O Warm Minimalism representa uma evolução natural do minimalismo clássico, adaptada a um momento que pede mais sensibilidade e conexão
Publicado em 27 de jan. de 2026, 11:02

Apartamento de arquiteta Bárbara Dundes em São Paulo. (Fran Parente/CASACOR)
Depois de um período marcado por extremos opostos — do maximalismo digital ao minimalismo excessivamente neutro —, o Warm Minimalism surge como uma resposta mais equilibrada e sensível. Trata-se de uma linguagem visual que mantém a simplicidade como princípio, mas incorpora calor, textura e emoção aos espaços, afastando a frieza associada ao minimalismo tradicional.

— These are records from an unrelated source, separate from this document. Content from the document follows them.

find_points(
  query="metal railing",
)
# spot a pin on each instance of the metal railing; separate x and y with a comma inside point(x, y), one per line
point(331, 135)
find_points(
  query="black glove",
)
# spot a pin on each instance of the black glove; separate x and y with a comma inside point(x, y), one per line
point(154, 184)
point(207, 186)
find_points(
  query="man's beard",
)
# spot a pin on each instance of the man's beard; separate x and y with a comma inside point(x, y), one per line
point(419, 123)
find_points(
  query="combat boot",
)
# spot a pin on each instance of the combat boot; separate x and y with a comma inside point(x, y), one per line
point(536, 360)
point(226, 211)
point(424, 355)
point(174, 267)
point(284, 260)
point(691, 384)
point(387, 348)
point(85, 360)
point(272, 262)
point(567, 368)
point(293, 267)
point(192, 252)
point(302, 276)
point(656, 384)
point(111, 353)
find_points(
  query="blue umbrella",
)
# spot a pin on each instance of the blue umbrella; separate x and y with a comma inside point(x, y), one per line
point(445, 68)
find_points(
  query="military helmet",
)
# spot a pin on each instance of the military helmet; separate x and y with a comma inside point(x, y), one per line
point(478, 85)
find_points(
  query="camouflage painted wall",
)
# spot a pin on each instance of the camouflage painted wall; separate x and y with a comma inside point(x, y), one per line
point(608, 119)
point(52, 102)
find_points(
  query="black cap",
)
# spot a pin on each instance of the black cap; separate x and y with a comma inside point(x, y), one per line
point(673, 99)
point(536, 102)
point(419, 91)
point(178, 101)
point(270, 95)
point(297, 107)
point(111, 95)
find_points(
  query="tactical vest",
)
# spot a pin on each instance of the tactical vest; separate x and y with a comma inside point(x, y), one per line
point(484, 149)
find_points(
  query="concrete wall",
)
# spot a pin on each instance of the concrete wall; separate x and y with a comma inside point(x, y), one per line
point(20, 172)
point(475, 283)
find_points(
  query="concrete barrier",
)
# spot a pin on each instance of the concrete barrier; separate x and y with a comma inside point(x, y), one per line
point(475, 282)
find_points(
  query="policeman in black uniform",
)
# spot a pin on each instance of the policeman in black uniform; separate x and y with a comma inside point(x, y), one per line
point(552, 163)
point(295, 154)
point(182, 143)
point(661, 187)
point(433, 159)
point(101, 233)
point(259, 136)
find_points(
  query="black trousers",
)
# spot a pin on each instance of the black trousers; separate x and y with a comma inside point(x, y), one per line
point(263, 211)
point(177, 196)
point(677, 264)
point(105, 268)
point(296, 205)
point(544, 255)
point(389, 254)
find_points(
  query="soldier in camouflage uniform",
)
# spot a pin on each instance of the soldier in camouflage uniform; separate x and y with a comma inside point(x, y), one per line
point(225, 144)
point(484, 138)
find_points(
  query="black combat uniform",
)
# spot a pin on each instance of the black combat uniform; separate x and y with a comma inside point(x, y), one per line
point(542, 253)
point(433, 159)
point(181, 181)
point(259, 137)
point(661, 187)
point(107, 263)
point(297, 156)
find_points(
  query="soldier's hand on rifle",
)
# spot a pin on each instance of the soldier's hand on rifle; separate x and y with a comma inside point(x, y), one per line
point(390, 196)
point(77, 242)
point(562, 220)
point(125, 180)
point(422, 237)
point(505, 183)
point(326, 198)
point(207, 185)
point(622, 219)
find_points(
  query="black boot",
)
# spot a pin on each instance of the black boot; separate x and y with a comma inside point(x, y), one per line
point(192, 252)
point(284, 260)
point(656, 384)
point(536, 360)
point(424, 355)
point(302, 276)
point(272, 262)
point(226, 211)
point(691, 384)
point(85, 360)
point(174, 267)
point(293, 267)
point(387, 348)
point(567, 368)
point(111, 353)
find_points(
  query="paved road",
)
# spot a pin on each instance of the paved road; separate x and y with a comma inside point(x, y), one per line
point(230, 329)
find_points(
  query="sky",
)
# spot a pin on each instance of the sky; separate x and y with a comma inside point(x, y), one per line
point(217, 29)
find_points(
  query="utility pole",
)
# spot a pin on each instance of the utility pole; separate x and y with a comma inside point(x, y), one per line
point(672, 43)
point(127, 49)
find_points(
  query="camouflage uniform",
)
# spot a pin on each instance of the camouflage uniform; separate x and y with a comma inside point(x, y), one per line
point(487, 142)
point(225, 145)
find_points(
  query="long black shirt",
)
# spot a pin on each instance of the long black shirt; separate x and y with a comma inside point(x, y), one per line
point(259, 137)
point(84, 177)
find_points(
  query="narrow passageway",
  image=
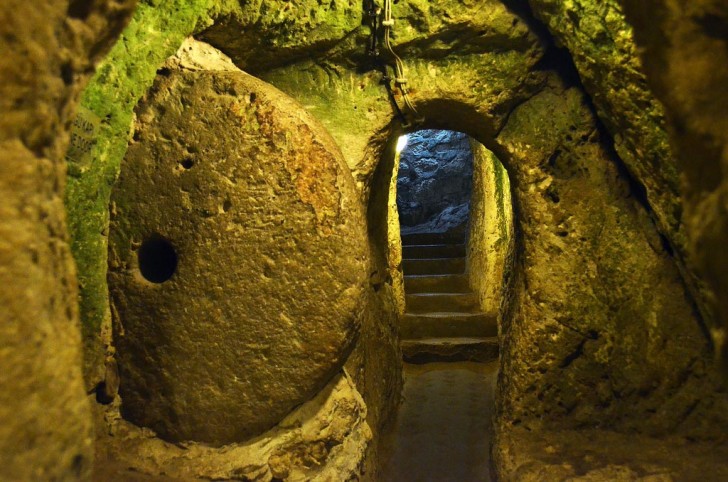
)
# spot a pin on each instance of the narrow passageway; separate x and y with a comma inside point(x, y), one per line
point(449, 343)
point(443, 429)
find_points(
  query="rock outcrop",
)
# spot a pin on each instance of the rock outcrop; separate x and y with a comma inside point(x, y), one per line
point(434, 181)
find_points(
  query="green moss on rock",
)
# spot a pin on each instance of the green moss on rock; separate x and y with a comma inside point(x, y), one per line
point(155, 32)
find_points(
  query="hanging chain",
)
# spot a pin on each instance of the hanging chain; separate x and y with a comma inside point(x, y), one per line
point(381, 23)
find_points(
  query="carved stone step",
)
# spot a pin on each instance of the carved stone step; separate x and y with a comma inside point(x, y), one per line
point(427, 350)
point(441, 283)
point(439, 302)
point(433, 266)
point(448, 325)
point(433, 251)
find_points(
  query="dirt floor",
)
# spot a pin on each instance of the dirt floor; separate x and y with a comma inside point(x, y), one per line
point(443, 429)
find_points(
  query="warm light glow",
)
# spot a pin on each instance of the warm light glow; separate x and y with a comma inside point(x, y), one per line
point(401, 143)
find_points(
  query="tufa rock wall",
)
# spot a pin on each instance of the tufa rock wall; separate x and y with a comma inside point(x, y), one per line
point(490, 239)
point(49, 50)
point(683, 49)
point(434, 181)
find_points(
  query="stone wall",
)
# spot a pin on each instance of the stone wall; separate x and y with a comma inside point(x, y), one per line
point(49, 50)
point(683, 49)
point(490, 239)
point(599, 331)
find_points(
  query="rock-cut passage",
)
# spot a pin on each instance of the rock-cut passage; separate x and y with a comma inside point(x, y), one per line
point(443, 321)
point(443, 429)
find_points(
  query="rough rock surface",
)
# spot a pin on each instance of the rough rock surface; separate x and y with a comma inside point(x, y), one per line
point(604, 333)
point(490, 239)
point(591, 455)
point(602, 47)
point(592, 338)
point(238, 262)
point(688, 80)
point(49, 50)
point(322, 440)
point(684, 48)
point(434, 181)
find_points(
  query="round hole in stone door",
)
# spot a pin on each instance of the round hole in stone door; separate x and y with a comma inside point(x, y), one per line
point(157, 259)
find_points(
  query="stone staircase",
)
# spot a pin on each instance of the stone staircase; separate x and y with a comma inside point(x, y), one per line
point(442, 320)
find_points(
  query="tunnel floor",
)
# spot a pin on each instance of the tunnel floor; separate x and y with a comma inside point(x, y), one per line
point(443, 429)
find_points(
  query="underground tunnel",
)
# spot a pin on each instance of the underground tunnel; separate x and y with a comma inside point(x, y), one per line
point(213, 267)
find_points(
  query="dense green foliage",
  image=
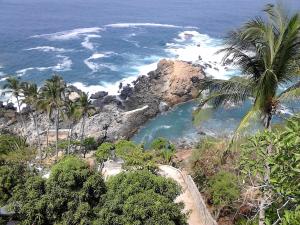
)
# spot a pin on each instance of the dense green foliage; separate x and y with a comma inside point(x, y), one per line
point(224, 189)
point(284, 163)
point(141, 197)
point(76, 194)
point(11, 177)
point(134, 156)
point(243, 174)
point(67, 197)
point(163, 149)
point(14, 149)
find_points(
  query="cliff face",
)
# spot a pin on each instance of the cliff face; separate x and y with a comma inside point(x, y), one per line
point(120, 116)
point(179, 80)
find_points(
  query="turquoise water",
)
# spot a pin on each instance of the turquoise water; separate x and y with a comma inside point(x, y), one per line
point(96, 44)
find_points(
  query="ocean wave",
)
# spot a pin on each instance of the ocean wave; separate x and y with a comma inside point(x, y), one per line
point(64, 64)
point(127, 25)
point(69, 34)
point(195, 47)
point(87, 41)
point(49, 49)
point(99, 66)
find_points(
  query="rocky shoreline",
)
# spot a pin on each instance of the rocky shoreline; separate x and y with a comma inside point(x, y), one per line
point(119, 117)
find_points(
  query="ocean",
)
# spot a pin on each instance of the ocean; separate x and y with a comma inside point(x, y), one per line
point(96, 44)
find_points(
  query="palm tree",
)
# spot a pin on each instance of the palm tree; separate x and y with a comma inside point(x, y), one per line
point(268, 55)
point(72, 114)
point(13, 86)
point(31, 98)
point(52, 100)
point(86, 108)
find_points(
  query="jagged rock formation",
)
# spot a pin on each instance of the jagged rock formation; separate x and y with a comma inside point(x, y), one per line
point(121, 116)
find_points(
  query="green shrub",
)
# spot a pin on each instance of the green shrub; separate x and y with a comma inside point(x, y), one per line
point(224, 190)
point(104, 152)
point(164, 149)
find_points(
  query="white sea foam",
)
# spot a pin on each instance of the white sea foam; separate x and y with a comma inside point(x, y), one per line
point(48, 49)
point(127, 25)
point(94, 66)
point(64, 64)
point(200, 48)
point(70, 34)
point(87, 41)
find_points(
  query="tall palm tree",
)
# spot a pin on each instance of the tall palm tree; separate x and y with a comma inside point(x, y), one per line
point(72, 114)
point(268, 54)
point(52, 100)
point(31, 98)
point(86, 108)
point(13, 86)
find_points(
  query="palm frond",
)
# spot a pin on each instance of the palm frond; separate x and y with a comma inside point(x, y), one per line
point(290, 93)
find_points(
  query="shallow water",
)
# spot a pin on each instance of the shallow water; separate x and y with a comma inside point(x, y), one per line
point(96, 44)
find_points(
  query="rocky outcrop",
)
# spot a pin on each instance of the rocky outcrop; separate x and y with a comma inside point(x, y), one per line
point(121, 116)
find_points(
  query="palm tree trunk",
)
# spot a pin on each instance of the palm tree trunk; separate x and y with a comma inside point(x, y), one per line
point(57, 129)
point(70, 138)
point(82, 133)
point(21, 116)
point(264, 201)
point(38, 135)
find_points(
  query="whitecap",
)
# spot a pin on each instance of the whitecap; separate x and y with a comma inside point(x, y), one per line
point(127, 25)
point(64, 64)
point(48, 49)
point(89, 62)
point(69, 34)
point(87, 41)
point(195, 47)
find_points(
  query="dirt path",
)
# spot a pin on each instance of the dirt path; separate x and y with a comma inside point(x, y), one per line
point(185, 197)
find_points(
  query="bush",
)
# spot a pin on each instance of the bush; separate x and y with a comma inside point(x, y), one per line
point(104, 152)
point(69, 196)
point(224, 190)
point(205, 160)
point(140, 197)
point(163, 149)
point(14, 149)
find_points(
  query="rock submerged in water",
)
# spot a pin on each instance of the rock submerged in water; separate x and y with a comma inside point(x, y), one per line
point(121, 116)
point(99, 94)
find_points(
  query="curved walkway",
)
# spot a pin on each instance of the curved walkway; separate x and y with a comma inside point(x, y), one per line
point(199, 215)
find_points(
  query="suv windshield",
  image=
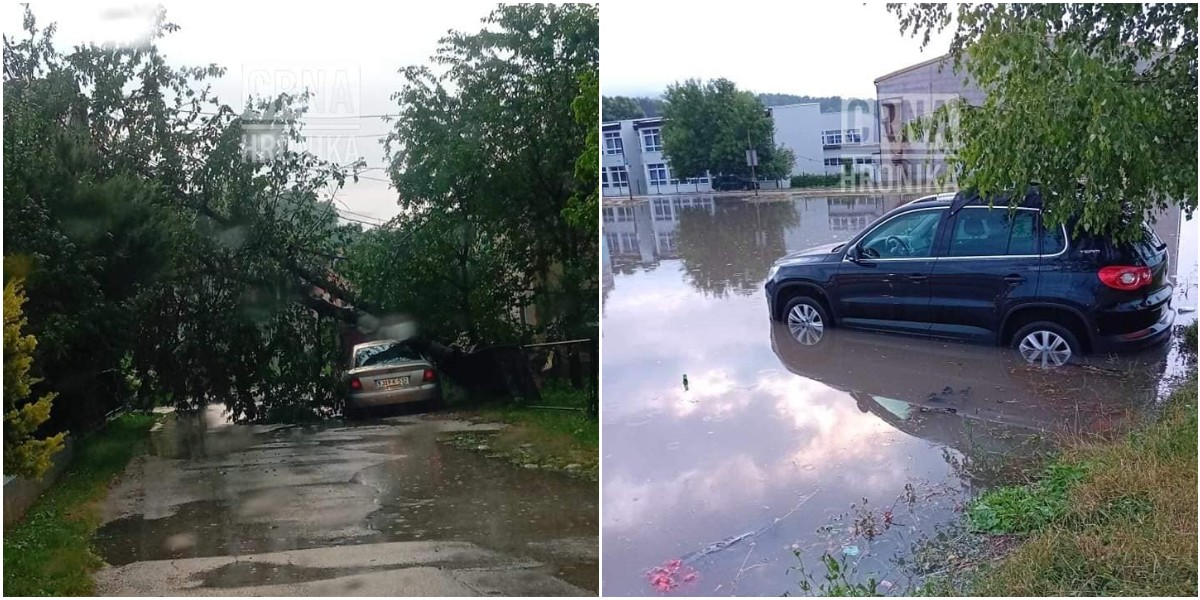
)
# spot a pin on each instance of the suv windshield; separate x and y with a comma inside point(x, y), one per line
point(385, 354)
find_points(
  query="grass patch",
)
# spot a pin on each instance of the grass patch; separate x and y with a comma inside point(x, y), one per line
point(1125, 526)
point(1026, 508)
point(557, 437)
point(49, 551)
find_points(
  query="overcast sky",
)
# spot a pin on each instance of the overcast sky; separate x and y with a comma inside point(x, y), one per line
point(804, 48)
point(347, 53)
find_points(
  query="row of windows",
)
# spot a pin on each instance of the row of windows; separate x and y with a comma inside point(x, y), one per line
point(618, 214)
point(613, 177)
point(612, 143)
point(658, 174)
point(652, 142)
point(652, 139)
point(838, 137)
point(853, 160)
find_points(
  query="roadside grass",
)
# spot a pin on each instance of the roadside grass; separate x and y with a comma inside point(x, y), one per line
point(1105, 519)
point(555, 435)
point(49, 552)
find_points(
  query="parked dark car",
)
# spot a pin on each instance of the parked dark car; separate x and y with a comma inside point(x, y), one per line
point(952, 267)
point(732, 183)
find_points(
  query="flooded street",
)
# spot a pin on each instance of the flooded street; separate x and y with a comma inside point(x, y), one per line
point(729, 448)
point(376, 508)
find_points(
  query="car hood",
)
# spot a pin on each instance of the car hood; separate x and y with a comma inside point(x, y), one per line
point(813, 255)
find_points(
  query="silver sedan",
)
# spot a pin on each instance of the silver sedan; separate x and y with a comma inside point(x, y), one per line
point(389, 372)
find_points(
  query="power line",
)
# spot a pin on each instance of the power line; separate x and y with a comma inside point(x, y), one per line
point(375, 179)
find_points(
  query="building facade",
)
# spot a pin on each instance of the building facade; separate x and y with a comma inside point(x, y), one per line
point(633, 162)
point(905, 96)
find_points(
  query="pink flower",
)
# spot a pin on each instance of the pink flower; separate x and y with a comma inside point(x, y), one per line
point(670, 575)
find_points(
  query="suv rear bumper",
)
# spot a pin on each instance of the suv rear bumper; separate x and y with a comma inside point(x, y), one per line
point(1156, 334)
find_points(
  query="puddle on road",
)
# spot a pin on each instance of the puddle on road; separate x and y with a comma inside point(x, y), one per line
point(292, 489)
point(777, 448)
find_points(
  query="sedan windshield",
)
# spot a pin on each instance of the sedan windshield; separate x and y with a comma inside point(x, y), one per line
point(385, 354)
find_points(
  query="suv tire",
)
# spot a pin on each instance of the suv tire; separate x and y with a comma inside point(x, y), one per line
point(807, 319)
point(1045, 343)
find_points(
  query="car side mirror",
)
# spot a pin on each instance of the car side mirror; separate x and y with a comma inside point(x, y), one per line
point(853, 255)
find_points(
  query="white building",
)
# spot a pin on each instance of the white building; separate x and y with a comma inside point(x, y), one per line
point(633, 162)
point(906, 95)
point(825, 142)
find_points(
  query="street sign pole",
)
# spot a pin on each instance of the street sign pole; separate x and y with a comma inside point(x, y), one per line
point(753, 162)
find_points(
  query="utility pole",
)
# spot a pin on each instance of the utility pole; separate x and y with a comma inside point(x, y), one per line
point(753, 162)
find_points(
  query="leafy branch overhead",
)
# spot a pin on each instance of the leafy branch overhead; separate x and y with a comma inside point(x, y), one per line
point(486, 154)
point(1096, 103)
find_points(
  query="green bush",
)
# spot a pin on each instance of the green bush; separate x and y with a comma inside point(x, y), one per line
point(24, 454)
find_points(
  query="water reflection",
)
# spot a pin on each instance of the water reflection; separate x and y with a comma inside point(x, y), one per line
point(767, 421)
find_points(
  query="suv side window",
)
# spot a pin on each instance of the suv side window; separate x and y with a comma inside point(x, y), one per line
point(909, 235)
point(996, 232)
point(1053, 240)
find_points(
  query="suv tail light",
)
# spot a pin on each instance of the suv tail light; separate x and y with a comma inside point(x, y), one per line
point(1127, 279)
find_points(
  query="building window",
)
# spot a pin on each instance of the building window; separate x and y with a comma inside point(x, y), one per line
point(839, 137)
point(618, 214)
point(663, 209)
point(612, 143)
point(658, 174)
point(652, 139)
point(618, 177)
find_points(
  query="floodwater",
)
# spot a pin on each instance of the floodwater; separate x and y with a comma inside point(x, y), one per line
point(371, 507)
point(732, 453)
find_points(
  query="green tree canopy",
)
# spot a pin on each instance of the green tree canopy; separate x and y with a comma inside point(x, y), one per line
point(169, 258)
point(711, 125)
point(1096, 103)
point(484, 155)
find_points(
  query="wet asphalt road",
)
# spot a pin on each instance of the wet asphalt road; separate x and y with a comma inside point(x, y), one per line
point(793, 444)
point(376, 508)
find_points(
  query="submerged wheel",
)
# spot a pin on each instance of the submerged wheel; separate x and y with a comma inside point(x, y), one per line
point(805, 319)
point(1047, 345)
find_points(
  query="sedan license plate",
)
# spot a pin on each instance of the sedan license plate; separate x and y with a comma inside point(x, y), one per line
point(396, 382)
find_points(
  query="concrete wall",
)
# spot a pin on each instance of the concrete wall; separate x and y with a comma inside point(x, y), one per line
point(798, 127)
point(906, 95)
point(19, 493)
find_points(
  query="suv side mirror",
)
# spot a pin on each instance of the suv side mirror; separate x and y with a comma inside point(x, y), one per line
point(853, 255)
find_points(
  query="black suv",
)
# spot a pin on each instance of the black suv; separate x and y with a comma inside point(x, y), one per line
point(951, 267)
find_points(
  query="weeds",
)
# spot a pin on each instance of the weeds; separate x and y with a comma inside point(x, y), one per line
point(556, 438)
point(1127, 527)
point(838, 580)
point(49, 551)
point(1026, 508)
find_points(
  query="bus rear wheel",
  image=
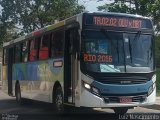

Maria Alice Crippa e Gustavo Assis - Living Essências. Projeto da CASACOR Paraná 2025. (Eduardo Macarios/CASACOR)
Mais do que um estilo decorativo, o Warm Minimalism reflete um momento cultural de busca por calma, conforto e escolhas duráveis. Ele propõe ambientes que respiram, acolhem e acompanham o cotidiano sem excessos, valorizando o que é essencial, mas também o que é sensorial.
O Warm Minimalism encontra no verão brasileiro um espaço natural para se desenvolver. Em um país de clima quente e luz abundante, a estética dialoga com a necessidade de espaços leves, ventilados e visualmente calmos, sem abrir mão da sensação de aconchego.
Casa Olaria NJ+, projeto de Nildo José para a CASACOR São Paulo 2021 (MCA Studio/CASACOR)
Além disso, o Warm Minimalism se alinha a uma mudança de comportamento: menos estímulos, menos objetos, mais intenção. No verão, quando a casa tende a se abrir mais para a luz e para o convívio, essa estética favorece uma ocupação mais natural e confortável dos espaços.

O Warm Minimalism não se trata de adicionar elementos, mas de selecionar melhor cada material, cor e forma para criar um conjunto coerente e sensorial. Entre as principais características do estilo, estão:
A paleta é um dos pilares do Warm Minimalism. Tons como bege, areia, terracota, caramelo, argila e marrom claro substituem o branco absoluto e os cinzas frios. Essas cores aquecem o ambiente visualmente e criam uma base neutra mais envolvente. Usadas em paredes, estofados ou objetos, elas ajudam a suavizar a percepção do espaço e contribuem para uma atmosfera mais contínua e confortável.
Roberta Alonso - Casa Bem Vivida Electrolux. Projeto da CASACOR RIbeirão Preto 2025. (Divulgação/CASACOR)
Madeira clara, linho, algodão, lã, pedra natural e fibras vegetais são frequentes no Warm Minimalism. Esses materiais introduzem textura e profundidade, mesmo em pequenas proporções. A presença do natural quebra a monotonia visual e reforça a ideia de ambientes vividos, onde o toque e a imperfeição fazem parte da estética.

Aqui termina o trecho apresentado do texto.